Node::Node(DataType Item):item(Item)
{
lchild = 0;
rchild = 0;
}
DataType Node::getItem() const
{
DataType anItem = item;
return anItem;
}
void Node::setItem( const DataType & data)
{
item = data;
}
Node* Node::getLChild() const
{
Node * p = lchild;
return p;
}
void Node::setLChild(Node * p)
{
lchild = p;
}
Node* Node::getRChild() const
{
Node * p = rchild;
return p;
}
void Node::setRChild(Node * p)
{
rchild = p;
}
Node::~Node()
{
}
###BST.cpp###
#include <iostream>
#include "BST.h"
using namespace std;
bool BST::Search(const DataType item) const
{
return Search(item, root);
}
bool BST::Search(const DataType item, Node * r) const
{
if(r != 0)
{
if (item == r->getItem())
return true;
else
{
if (item < r->getItem())
return Search(item, r->getLChild());
else
return Search(item, r->getRChild());
}
}
else
return false;
}
BST::BST()
{
root = 0;
}
bool BST::IsEmpty() const
{
return (root == 0);
}
void BST::Insert(const DataType item)
{
if(root == 0)
root = new Node(item);
else
Insert(item, root);
}
void BST::Insert(DataType item, Node * ptr)
{
if (item < ptr->getItem())
{
if (ptr->getLChild() == 0)
ptr->setLChild(new Node(item));
else
Insert(item, ptr->getLChild());
}
else
{
if (ptr->getRChild() == 0)
ptr->setRChild(new Node(item));
else
Insert(item, ptr->getRChild());
}
}
void BST::Destructor(const Node * r)
{
if(r!=0)
{
Destructor( r->getLChild());
Destructor( r->getRChild());
delete r;
}
}
BST::~BST()
{
Destructor(root);
}
###main.cpp###
#include <iostream>
#include "MyClass.h"
#include "BST.h"
using namespace std;
void main()
{
MyClass * mc1 = new MyClass("Tree","This is a tree");
MyClass * mc2 = new MyClass("Book","This is a book");
MyClass * mc3 = new MyClass("Zoo","This is a zoo");
BST * tree = new BST();
tree->Insert(mc1);
tree->Insert(mc2);
tree->Insert(mc3);
cout << boolalpha << ("Book" < "Tree") << endl;
cout << (mc2 < mc1) << endl;
cout << (tree->Search(new MyClass("Book",""))) << endl;
}
Result is true false false
I don't know what's wrong with my operator overloading? (mc2 should
less than mc1)
I'm not sure if this is correct for searching a "MyClass" node in a BST?
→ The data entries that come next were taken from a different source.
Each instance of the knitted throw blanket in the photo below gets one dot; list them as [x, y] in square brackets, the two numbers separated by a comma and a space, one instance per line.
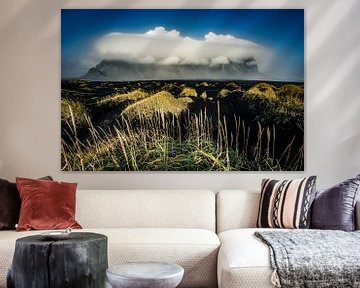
[313, 258]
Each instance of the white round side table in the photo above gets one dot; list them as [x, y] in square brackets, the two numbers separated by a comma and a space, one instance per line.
[145, 275]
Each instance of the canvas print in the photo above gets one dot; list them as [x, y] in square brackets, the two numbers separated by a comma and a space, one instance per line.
[182, 90]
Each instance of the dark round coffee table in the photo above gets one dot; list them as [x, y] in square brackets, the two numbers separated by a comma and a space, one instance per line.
[145, 275]
[79, 260]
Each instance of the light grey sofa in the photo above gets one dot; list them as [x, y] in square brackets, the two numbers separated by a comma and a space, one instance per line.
[175, 226]
[243, 261]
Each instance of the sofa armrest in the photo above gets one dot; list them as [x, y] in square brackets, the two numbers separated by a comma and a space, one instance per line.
[357, 215]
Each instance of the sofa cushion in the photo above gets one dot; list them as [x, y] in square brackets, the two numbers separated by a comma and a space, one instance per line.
[153, 209]
[286, 204]
[46, 204]
[334, 208]
[236, 209]
[244, 261]
[10, 204]
[194, 249]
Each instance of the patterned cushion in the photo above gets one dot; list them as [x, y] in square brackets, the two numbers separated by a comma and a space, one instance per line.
[286, 204]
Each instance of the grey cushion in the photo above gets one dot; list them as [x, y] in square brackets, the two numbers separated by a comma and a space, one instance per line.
[334, 208]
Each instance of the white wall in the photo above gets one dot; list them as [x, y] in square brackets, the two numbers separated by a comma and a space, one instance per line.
[30, 94]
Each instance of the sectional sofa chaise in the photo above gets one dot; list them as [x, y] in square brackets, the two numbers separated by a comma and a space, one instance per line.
[209, 234]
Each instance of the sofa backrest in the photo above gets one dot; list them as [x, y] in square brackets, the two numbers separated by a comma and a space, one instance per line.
[146, 209]
[239, 208]
[236, 209]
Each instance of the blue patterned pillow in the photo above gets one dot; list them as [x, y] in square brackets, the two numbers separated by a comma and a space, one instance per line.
[286, 204]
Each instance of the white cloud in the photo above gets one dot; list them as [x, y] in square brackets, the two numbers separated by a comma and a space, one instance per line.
[219, 60]
[211, 36]
[161, 31]
[169, 47]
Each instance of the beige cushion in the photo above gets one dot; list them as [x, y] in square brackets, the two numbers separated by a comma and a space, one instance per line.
[194, 249]
[146, 209]
[236, 209]
[244, 261]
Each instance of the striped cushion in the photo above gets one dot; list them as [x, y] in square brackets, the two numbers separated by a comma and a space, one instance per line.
[286, 204]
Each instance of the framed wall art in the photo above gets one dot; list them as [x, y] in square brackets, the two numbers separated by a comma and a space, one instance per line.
[182, 90]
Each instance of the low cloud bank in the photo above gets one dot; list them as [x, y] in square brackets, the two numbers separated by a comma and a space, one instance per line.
[161, 46]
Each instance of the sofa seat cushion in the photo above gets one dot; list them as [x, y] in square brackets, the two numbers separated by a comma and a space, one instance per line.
[194, 249]
[244, 261]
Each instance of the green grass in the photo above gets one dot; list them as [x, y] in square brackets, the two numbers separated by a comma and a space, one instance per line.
[132, 96]
[161, 144]
[162, 102]
[73, 112]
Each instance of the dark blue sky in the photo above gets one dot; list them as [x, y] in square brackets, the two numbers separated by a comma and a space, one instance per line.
[281, 30]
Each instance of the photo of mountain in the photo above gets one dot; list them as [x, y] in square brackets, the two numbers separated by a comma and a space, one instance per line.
[182, 90]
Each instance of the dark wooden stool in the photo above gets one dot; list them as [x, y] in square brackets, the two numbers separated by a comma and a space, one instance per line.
[78, 261]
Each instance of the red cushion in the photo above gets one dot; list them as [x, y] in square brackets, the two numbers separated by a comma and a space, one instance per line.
[46, 204]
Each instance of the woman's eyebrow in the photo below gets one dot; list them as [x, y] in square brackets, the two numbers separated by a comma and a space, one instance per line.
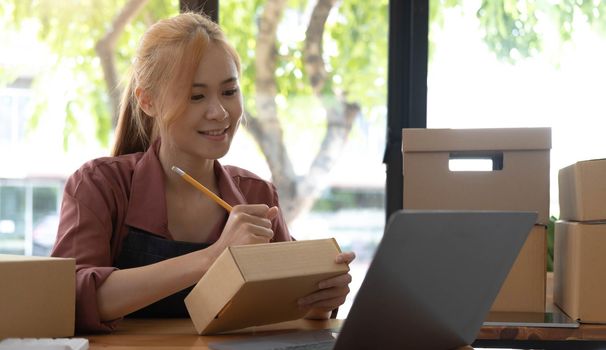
[228, 80]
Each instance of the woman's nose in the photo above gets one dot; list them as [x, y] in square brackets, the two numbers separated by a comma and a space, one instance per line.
[216, 110]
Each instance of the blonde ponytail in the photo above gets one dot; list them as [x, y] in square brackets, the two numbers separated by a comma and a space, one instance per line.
[166, 60]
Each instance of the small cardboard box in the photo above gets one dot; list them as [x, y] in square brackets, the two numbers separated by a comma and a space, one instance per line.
[37, 297]
[519, 179]
[258, 284]
[579, 269]
[524, 288]
[582, 188]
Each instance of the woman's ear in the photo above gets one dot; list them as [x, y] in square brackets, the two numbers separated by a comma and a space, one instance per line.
[145, 101]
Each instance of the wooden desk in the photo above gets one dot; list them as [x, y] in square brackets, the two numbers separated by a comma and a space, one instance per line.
[587, 336]
[165, 334]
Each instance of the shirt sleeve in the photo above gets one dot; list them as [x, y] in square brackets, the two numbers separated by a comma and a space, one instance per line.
[85, 233]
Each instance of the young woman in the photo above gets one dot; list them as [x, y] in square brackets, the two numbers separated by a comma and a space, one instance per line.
[141, 235]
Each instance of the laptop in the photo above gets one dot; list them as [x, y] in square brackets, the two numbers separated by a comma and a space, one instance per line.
[430, 285]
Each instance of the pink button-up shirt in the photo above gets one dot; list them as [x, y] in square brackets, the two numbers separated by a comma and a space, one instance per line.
[106, 196]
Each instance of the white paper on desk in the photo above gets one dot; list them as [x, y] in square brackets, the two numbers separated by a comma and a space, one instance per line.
[277, 341]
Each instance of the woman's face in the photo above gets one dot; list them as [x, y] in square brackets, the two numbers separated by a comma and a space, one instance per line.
[213, 114]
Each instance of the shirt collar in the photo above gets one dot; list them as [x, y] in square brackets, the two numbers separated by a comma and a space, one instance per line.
[147, 203]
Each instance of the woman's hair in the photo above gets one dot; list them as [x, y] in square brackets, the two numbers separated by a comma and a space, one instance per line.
[164, 68]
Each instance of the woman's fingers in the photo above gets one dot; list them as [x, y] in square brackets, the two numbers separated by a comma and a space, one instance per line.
[338, 281]
[330, 297]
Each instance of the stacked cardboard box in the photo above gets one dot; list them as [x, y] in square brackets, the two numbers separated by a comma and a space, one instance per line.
[37, 297]
[518, 180]
[580, 242]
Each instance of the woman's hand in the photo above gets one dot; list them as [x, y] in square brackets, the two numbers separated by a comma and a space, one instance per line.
[247, 224]
[331, 293]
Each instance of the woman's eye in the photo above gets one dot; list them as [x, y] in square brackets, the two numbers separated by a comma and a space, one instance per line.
[230, 92]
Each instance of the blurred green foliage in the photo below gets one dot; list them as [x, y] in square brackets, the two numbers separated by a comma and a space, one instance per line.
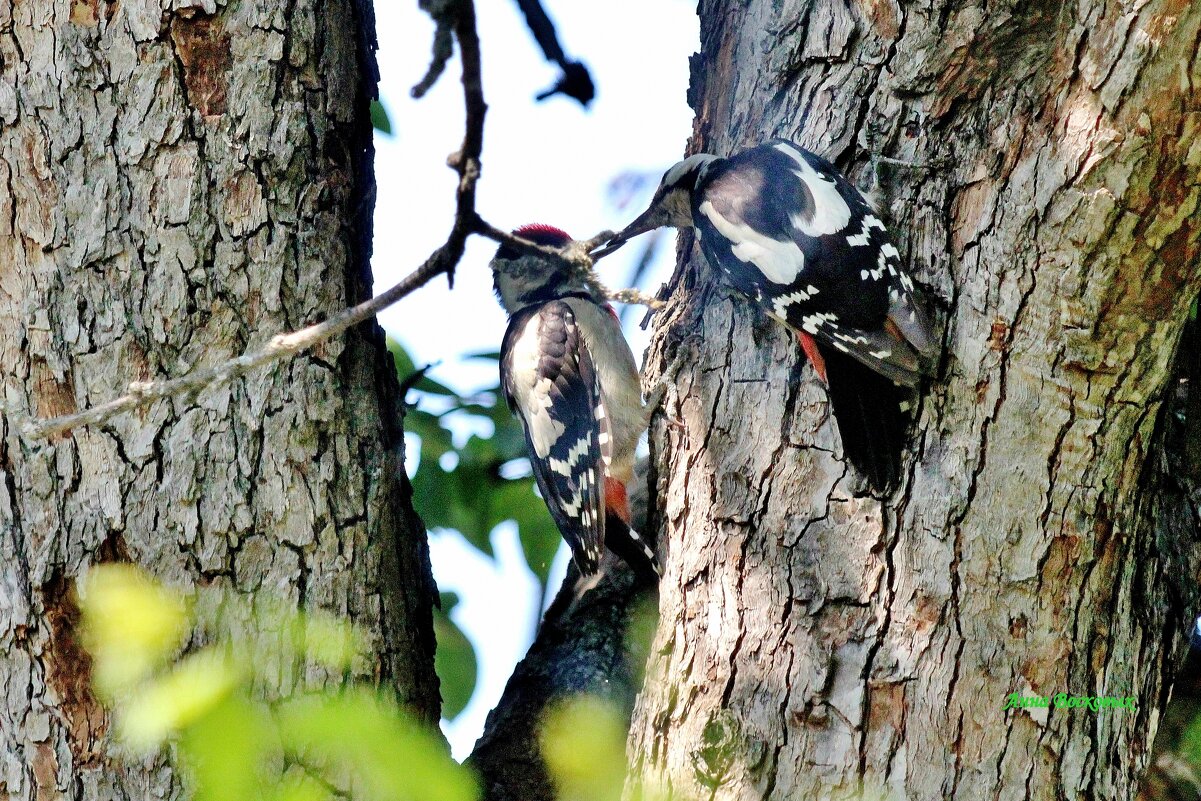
[380, 120]
[347, 741]
[471, 488]
[584, 743]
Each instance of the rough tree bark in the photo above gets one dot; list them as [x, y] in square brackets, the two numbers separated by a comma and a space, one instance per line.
[816, 643]
[175, 186]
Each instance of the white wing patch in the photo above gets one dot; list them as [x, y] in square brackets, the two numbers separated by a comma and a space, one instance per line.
[533, 395]
[780, 262]
[864, 237]
[578, 452]
[781, 304]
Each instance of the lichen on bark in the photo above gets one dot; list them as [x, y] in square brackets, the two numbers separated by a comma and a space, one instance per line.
[1047, 202]
[177, 185]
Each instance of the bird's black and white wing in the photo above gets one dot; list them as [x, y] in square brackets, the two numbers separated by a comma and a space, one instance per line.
[549, 381]
[789, 231]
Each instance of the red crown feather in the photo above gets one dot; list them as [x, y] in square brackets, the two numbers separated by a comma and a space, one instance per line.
[543, 234]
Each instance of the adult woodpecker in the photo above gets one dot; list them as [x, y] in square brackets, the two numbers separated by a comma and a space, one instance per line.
[793, 234]
[568, 374]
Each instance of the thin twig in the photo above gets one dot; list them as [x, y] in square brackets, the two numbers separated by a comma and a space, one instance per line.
[635, 297]
[443, 259]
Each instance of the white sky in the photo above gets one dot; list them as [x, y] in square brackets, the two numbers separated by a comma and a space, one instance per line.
[543, 162]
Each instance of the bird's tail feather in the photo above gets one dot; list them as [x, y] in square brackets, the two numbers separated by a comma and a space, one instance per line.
[632, 548]
[872, 417]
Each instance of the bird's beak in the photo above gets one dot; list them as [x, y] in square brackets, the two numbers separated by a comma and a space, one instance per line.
[646, 221]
and the result is "not found"....I traced it into "BST.cpp",
and found that the problem also occurs at " if (item < r->getItem()) "
Can anyone help me or give me a hint....thank you so much!
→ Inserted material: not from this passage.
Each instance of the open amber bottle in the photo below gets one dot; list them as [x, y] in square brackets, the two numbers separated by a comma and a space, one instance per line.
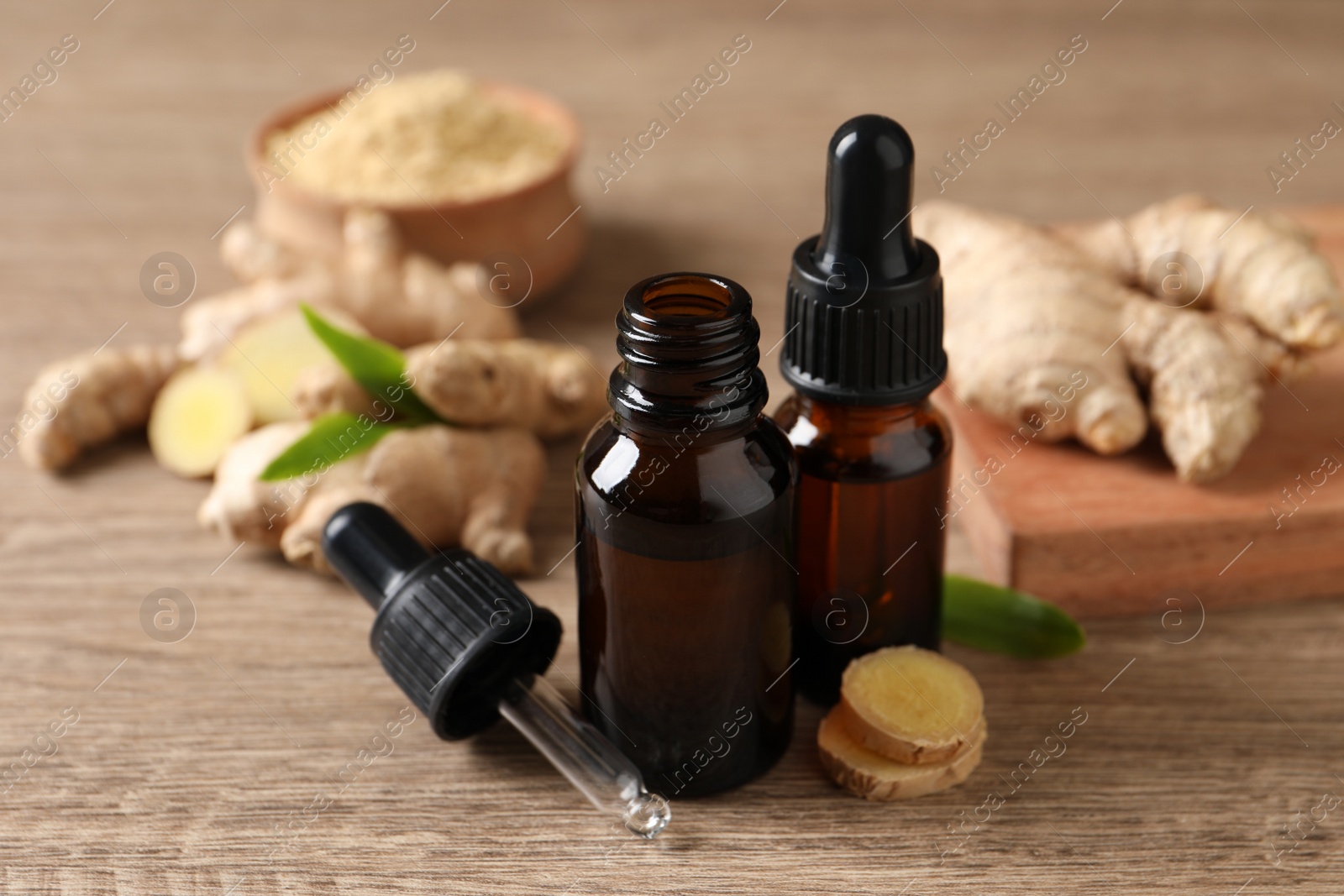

Here you are just comparing pointers, i.e memory addresses:
cout << (mc2 < mc1) << endl;
To compare the objects, you need to dereference the pointers:
cout << ((*mc2) < (*mc1)) << endl;
In your code snippet, there is no reason for mc1, mc2, etc. to be pointers, so you could avoid the problem by creating objects on the stack directly:
MyClass mc1("Tree","This is a tree");
and so on. I would even go further and say that you should only dynamically allocate objects with new if you really are sure you need to and have good reasons not to allocate automatically on the stack. And if you really must use dynamically allocated pointers, have a look at C++ smart pointers.